How do those in power in Zimbabwe correlate these glaring disparities?

For interest’s sake, Iran’s annual inflation is currently at 42%, while the unemployment rate sits at a lowly 9%.

In Zimbabwe, our inflation is the world’s highest, while university graduates cannot find decent jobs, particularly in line with what they trained for, which has reduced them to street vending, prostitution and criminality.

Day in and day out, Mnangagwa and his comrades never tire telling us about how sanctions are hindering development.

Nonetheless, there is one indisputable truth: This sanctions narrative is nothing but an excuse for Mnangagwa administration’s unmitigated failures to run the country.

I am really not a fan of the Iranian regime whose repression of its own citizens makes Mnangagwa look like a mere kindergarten bully, but no one can deny that country’s economic and technological feats.

The Zimbabwe regime may try to fit itself among other countries with sanctions, but the stubborn truth is that our leaders are abysmal failures and an embarrassment.

Iran is a perfect example that sanctions can be responsible for a country’s economic non-performance, and even downfall is a myth.

The sanctions delusion is just an excuse — and nothing else.

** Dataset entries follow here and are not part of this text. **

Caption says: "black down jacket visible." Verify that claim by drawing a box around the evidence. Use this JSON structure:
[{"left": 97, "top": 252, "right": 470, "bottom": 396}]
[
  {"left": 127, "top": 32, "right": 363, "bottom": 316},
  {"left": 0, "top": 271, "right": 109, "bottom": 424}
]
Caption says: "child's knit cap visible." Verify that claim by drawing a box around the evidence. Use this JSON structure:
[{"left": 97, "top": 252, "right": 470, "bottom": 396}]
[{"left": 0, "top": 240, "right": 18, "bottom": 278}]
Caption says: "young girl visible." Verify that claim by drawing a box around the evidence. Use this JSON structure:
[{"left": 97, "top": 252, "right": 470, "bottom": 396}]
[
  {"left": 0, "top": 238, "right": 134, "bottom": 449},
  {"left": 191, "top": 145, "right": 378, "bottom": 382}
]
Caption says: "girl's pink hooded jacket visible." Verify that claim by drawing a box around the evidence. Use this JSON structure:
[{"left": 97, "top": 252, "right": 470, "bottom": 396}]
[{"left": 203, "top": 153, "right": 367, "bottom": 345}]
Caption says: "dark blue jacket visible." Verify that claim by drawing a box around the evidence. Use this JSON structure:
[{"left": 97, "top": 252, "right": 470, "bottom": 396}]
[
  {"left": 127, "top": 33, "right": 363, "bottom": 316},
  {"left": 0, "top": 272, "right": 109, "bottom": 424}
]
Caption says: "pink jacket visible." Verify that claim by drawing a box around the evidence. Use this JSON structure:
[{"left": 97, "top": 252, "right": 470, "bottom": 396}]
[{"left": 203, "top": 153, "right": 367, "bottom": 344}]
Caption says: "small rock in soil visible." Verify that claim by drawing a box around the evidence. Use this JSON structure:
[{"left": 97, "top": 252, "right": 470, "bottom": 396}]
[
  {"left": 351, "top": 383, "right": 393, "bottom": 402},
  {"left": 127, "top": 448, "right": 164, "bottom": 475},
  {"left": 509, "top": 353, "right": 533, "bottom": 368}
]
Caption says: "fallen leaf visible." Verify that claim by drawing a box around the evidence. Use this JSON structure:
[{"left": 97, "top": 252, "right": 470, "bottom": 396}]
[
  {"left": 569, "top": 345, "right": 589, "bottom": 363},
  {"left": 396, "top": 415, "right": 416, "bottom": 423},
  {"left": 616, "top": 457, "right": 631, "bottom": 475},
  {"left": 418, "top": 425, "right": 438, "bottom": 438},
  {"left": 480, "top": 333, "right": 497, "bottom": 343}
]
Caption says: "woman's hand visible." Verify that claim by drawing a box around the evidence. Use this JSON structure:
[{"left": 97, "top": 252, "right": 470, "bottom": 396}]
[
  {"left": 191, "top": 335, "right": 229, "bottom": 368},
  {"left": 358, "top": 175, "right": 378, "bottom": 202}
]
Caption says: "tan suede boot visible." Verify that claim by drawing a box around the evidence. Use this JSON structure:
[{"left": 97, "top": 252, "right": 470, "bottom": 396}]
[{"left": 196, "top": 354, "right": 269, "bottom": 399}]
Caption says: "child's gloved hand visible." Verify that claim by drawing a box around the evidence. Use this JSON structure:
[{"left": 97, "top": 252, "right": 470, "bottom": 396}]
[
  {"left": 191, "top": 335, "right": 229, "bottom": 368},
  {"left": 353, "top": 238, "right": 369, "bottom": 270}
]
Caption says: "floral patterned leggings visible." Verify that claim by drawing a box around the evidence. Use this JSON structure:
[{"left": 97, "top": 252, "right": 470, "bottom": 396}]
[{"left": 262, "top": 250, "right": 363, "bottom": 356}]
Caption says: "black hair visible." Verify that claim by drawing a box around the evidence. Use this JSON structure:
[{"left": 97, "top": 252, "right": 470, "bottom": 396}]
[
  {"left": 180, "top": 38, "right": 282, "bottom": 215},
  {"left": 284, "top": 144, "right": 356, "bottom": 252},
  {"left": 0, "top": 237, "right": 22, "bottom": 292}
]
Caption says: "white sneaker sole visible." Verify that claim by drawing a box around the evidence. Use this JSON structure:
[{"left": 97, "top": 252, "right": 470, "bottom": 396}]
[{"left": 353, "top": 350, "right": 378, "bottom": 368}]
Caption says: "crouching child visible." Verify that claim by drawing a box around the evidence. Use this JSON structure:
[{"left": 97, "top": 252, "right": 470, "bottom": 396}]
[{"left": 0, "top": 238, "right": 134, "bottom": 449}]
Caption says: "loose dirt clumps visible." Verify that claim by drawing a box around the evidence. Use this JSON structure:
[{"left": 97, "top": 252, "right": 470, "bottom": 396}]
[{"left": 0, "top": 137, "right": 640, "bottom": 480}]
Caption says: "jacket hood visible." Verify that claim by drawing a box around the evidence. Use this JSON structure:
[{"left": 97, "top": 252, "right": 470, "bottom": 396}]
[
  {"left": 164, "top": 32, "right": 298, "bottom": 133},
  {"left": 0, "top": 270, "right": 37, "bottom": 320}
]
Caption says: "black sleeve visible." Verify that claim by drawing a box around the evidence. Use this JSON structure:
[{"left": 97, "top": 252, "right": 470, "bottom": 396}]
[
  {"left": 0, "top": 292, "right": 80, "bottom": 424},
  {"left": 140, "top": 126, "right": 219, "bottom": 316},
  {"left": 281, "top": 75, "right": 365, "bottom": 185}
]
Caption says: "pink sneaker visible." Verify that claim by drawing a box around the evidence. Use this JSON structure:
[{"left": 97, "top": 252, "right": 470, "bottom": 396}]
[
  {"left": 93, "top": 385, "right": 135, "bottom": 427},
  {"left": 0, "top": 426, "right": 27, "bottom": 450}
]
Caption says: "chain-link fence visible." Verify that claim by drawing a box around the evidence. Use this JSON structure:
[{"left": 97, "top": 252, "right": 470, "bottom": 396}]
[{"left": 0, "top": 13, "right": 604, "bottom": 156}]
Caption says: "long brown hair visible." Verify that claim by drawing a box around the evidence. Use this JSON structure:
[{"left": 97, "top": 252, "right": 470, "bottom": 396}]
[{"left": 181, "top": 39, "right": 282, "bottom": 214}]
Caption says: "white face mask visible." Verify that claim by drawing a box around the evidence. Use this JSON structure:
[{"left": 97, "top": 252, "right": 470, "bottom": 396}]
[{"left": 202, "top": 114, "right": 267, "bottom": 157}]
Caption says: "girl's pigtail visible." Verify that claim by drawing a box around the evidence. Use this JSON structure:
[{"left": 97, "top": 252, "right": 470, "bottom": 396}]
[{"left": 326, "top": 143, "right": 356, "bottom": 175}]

In fact, Zimbabwe is not new to sanctions, because Rhodesia had even more punitive measures imposed on it by the United Nations (UN) following its November 1965 Unilateral Declaration of Independence, but the leadership did not resort to excuses.

The Rhodesians rallied and came up with home-grown solutions such that, despite a liberation war simultaneously being waged, the country’s economy was performing quite well.

In fact, the Rhodesian currency was at par with the US dollar. So, if sanctions are not the real cause of economic problems affecting Zimbabwe, what is?

Let us go back to the Iran scenario.

According to the 2018 Transparency International corruption perception index, Iran ranks 28 out of 100 countries.

What about Zimbabwe?

In 2020, we were ranked a staggering 150 out of 187!

Need I say more?

Zimbabwe is one of the most corrupt countries in the world and that is the main reason we are in this economic mess.

Admittedly, there are other factors, such as incompetence, skewed economic policies, extravagance on the part of government and political instability, but above all corruption looms large.

Therefore, instead of the Mnangagwa regime searching for foreign causes for our suffering, it is better advised to look at itself in the mirror, instead.

Zimbabwe is being prejudiced over US$2 billion each year through the smuggling of our minerals, US$3 billion is lost to illicit cross-border financial transactions, and half the GDP via other corrupt activities.

Those accused of corruption are regularly freed by our courts, thereby permitting them to continue pillaging our national resources with impunity.

Is it not embarrassing that not a single one of those caught on camera or implicated in an undercover Al Jazeera investigative documentary exposing gold smuggling and money laundering in Zimbabwe has not been brought to book?

The answers to our economic and political problems lie squarely between the Zambezi and the Limpopo rivers — and nowhere else.

However, the key is to ruthlessly crackdown on corruption and the looting of our resources mostly by those in power and those aligned to them.